The US Food and Drug Administration’s (FDA’s) recent approval of the amivantamab-vmjw (Rybrevant) in combination with carboplatin and pemetrexed marks a significant advancement in the treatment of locally advanced or metastatic non-small cell lung cancer (NSCLC) with specific genetic mutations. This approval, grounded in the results of the phase 3 PAPILLON clinical trial, showcases the efficacy of this new regimen in improving progression-free survival for patients with EGFR exon 20 insertion mutations, setting a new standard of care in this domain.

Key Points:

• The FDA has approved amivantamab-vmjw (Rybrevant) combined with carboplatin and pemetrexed for first-line treatment of locally advanced or metastatic NSCLC with EGFR exon 20 insertion mutations.
• Full approval was granted following accelerated approval in 2021, based on significant improvement in progression-free survival (PFS) demonstrated in the phase 3 PAPILLON trial.
• The PAPILLON study was a randomized, multicenter trial involving 308 patients, comparing the amivantamab combination with carboplatin and pemetrexed alone.
• Primary efficacy was measured by PFS, with a secondary endpoint of overall survival (OS).
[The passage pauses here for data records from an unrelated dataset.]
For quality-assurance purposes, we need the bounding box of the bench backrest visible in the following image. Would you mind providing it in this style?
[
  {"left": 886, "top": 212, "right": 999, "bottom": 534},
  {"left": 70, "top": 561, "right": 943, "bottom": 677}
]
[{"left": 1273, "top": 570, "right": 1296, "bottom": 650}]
The median PFS for the amivantamab group was 11.4 months versus 6.7 months for the control group.
• Although OS data are not yet mature, there is no current trend indicating a detriment.
• The combination treatment was acknowledged at the ESMO Annual Congress as a new standard of care for this patient population.
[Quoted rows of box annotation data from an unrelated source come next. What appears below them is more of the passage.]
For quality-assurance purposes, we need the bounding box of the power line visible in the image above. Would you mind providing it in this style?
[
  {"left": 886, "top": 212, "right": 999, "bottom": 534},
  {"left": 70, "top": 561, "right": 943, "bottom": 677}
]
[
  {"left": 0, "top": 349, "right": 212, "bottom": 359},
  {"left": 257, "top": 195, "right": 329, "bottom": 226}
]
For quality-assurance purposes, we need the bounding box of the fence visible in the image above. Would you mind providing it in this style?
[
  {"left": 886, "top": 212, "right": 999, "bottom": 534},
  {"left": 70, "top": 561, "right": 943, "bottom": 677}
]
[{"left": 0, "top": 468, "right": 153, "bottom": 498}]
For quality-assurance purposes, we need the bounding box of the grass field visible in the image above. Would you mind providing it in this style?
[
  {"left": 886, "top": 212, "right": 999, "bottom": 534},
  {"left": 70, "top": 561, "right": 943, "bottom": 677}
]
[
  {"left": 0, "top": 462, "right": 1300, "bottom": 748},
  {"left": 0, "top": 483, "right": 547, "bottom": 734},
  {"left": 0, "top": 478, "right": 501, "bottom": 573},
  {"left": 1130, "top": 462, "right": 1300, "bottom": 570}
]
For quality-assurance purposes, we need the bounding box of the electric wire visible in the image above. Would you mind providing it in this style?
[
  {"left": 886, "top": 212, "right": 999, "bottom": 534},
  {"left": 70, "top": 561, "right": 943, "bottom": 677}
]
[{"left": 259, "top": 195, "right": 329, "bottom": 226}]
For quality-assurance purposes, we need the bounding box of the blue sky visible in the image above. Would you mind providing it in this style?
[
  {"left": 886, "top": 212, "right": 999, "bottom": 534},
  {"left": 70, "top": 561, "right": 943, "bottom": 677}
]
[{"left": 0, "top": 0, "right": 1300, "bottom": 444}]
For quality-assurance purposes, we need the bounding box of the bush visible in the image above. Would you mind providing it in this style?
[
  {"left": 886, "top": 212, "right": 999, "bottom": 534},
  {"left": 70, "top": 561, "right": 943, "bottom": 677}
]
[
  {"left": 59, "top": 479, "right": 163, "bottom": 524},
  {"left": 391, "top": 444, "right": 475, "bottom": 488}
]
• However, 42% of patients in the treatment group experienced dose interruptions, and 15% discontinued due to adverse reactions, indicating a need for careful side effect management.
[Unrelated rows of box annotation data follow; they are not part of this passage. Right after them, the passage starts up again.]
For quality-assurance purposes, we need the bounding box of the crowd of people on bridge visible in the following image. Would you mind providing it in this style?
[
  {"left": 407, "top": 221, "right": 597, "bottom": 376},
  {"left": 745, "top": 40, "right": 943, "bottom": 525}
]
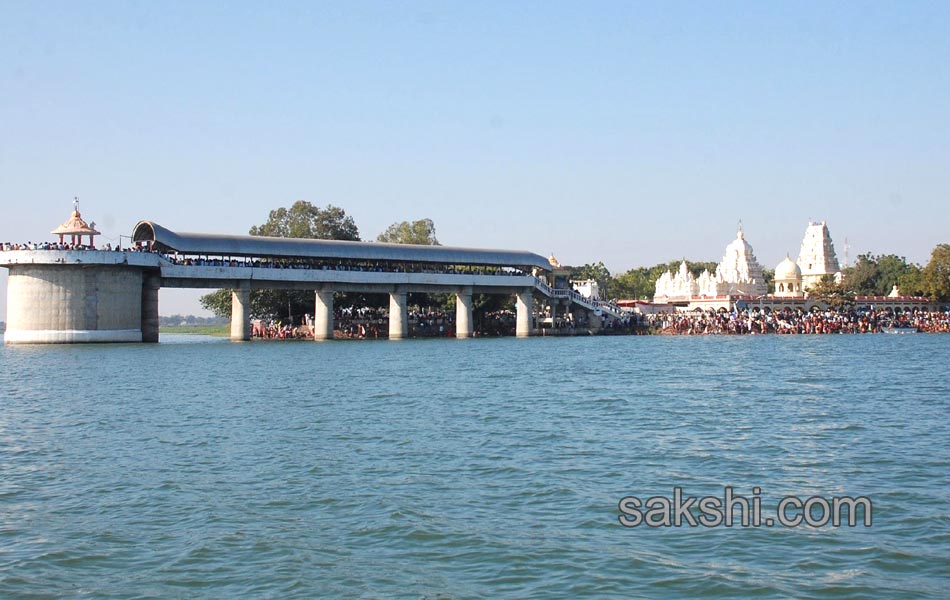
[
  {"left": 161, "top": 254, "right": 525, "bottom": 276},
  {"left": 646, "top": 309, "right": 950, "bottom": 335}
]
• Common adverse reactions included rash, nail toxicity, stomatitis, and infusion-related reactions, among others, with specific dosage recommendations based on body weight provided in the prescribing information.

“This is not a completely easy drug, and [we] have to aggressively manage these side effects.”
– Dr. Benjamin Besse, highlighting the importance of managing adverse reactions in the new treatment regimen.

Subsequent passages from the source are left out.